At a press conference Tuesday, presidential spokesperson Harry Roque said Duterte ordered the liberalization of rice importation during a Cabinet meeting last Monday, where policymakers had a “fierce” discussion on possible solutions to the country’s inflation problem.

Roque explained that under the presidential order, individuals and businesses can import additional volumes of the crop from abroad but will have to pay the tariffs.

The Palace official added that the National Food Authority will no longer have a say on the amount of rice to be imported and on individuals who will be allowed to buy cheap rice from other countries.

“He (Duterte) wants to flood the market with rice so that even of the price of crude and other oil prices should go up further that the people would have access to affordable rice,” Roque said. “There are no more restrictions as long as tariffs are paid. We will use the collected tariffs to help Filipino rice farmers."

Prices began soaring at the start of the year after the government slapped higher excise taxes on fuel and other commodities. The price hikes quickly spread to cover more goods like rice amid persistent supply bottlenecks, while a weakening currency added to the country’s inflation woes.

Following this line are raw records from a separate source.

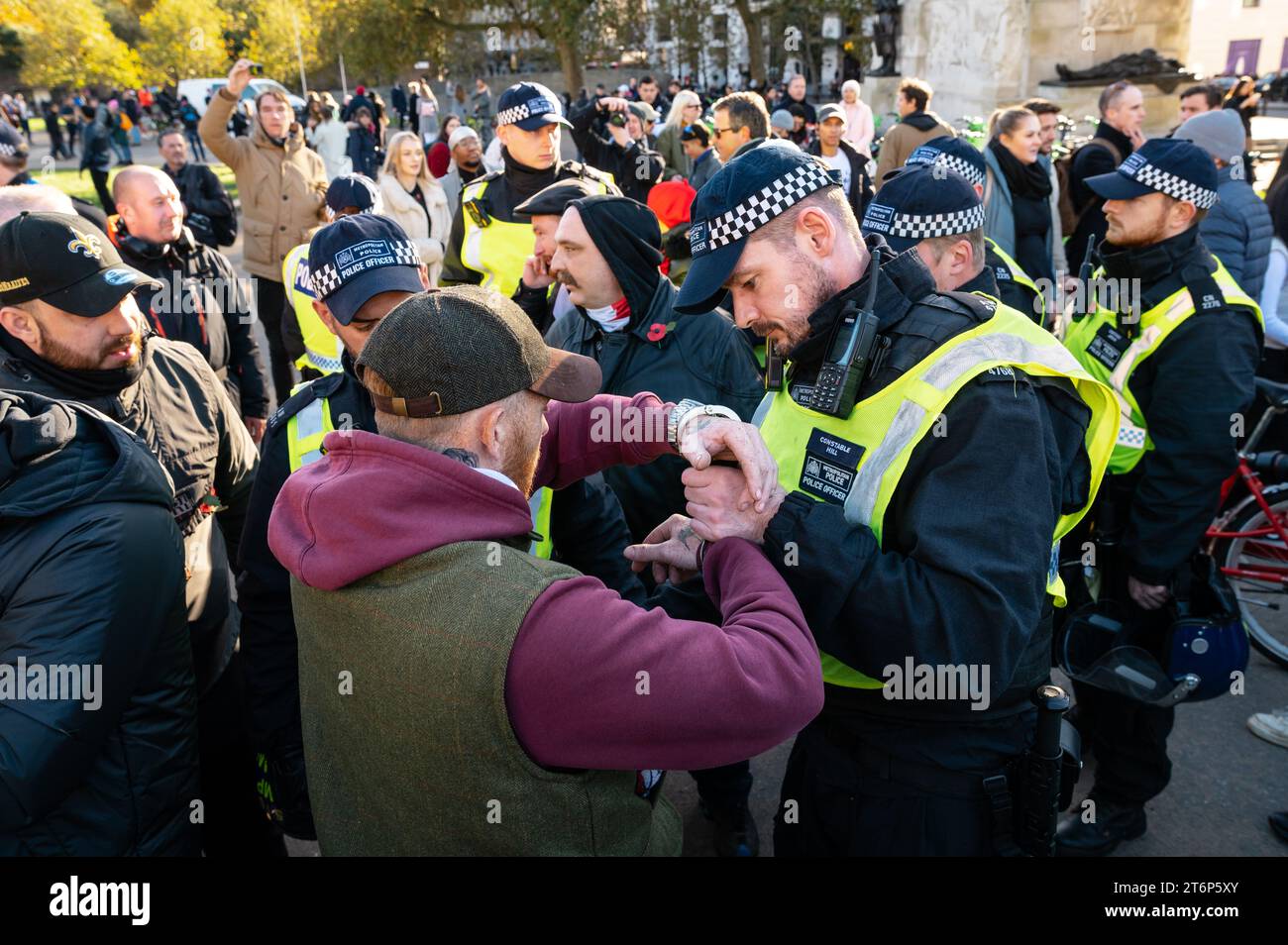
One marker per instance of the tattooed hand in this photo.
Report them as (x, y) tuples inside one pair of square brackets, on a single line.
[(673, 550)]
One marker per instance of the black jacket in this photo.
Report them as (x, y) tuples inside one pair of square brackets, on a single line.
[(204, 304), (505, 191), (1090, 159), (209, 210), (93, 576), (861, 181), (635, 167), (960, 577), (699, 357), (1189, 390), (587, 528), (180, 411)]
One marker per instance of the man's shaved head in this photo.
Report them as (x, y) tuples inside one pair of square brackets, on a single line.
[(136, 174), (34, 198)]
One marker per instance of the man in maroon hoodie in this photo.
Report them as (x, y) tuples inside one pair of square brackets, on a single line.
[(460, 695)]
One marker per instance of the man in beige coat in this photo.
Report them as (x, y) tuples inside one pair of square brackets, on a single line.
[(917, 125), (282, 191)]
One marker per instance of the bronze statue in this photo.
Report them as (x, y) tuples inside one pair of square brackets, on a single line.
[(1160, 69), (887, 37)]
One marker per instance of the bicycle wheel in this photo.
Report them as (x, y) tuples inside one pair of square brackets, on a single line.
[(1262, 602)]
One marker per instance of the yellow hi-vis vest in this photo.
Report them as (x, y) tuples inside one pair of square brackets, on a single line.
[(321, 348), (1111, 356), (497, 249), (309, 426), (816, 454), (1019, 275)]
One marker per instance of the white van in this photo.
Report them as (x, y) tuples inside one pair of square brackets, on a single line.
[(200, 89)]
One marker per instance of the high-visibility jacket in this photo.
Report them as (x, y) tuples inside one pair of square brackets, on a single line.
[(1111, 349), (497, 249), (310, 424), (322, 349), (857, 461)]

Rice is a Filipino main staple and pivotal political commodity in the Philippines. It is a heavy item in the basket of goods and services used to compute inflation and accounts for 20 percent of the consumption of low-income households.

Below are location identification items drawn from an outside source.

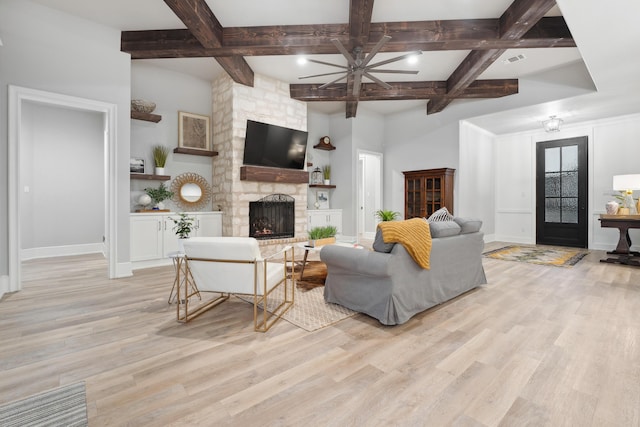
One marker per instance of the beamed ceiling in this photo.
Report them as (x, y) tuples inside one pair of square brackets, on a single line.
[(523, 25)]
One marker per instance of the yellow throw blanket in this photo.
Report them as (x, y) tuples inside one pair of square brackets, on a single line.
[(414, 234)]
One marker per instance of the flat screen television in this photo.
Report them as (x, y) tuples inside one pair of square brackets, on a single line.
[(274, 146)]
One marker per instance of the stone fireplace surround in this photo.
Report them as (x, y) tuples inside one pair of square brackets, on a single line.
[(268, 101)]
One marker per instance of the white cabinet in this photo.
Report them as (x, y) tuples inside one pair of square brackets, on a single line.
[(153, 237), (324, 217)]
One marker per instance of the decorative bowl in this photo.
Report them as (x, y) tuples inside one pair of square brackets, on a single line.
[(142, 105)]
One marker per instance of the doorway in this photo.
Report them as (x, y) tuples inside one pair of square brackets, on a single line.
[(19, 99), (369, 192), (561, 192)]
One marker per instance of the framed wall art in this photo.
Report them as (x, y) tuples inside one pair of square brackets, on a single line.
[(136, 165), (194, 131)]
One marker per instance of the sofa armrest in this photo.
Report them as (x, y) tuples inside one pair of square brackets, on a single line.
[(357, 261)]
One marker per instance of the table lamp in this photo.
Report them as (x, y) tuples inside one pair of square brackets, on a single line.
[(626, 184)]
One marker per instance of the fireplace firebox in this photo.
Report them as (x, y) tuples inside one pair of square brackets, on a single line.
[(272, 217)]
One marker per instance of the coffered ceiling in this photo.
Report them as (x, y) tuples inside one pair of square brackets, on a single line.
[(468, 45)]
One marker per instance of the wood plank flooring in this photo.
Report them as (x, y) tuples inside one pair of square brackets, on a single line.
[(536, 346)]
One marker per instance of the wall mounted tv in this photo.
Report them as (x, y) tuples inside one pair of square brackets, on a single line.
[(274, 146)]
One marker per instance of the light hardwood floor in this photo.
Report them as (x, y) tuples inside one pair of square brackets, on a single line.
[(536, 346)]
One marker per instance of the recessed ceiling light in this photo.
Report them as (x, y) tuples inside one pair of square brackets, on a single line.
[(513, 59)]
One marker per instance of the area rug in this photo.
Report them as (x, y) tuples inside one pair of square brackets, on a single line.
[(310, 311), (542, 255), (63, 406)]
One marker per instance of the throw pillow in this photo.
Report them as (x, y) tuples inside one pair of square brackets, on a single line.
[(468, 225), (441, 214), (444, 228), (379, 245)]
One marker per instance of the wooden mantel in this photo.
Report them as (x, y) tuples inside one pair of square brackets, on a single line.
[(266, 174)]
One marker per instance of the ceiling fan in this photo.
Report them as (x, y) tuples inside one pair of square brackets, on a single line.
[(358, 66)]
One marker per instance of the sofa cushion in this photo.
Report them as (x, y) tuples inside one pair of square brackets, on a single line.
[(468, 225), (441, 214), (379, 245), (444, 228)]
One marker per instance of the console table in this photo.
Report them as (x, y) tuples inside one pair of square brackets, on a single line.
[(623, 253)]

In September, inflation surged to a fresh nine-year high of 6.7 percent, spurring calls for another interest rate hike to anchor elevated inflation expectations and temper consumer demand that could have lifted prices.

But some analysts have pointed out that monetary policy tightening alone is not enough to bring down inflation, as higher prices in the Philippines are still supply-driven.

To combat multi-year high inflation, multiple reports say the Department of Trade and Industry and the Department of Agriculture will sign an agreement imposing suggested retail prices on chicken and pork, on top of other measures that seek to stabilize prices of farm products.

According to Roque, the Palace will still support the Rice Tariffication Bill, but will not wait for the measure to be passed as surging prices continue to crush Filipino families’ budgets.

EXPLAINER: Rice tariffication: What it is and how it can ease inflation

“In effect, we did not wait for the [rice tariffication bill]. The consensus was there was no need for anything,” Duterte’s spokesman said.

“The president can already order the liberalization of rice importation because again the language found in relevant instruments is ‘minimum access volume.’ So there is no maximum,” he added.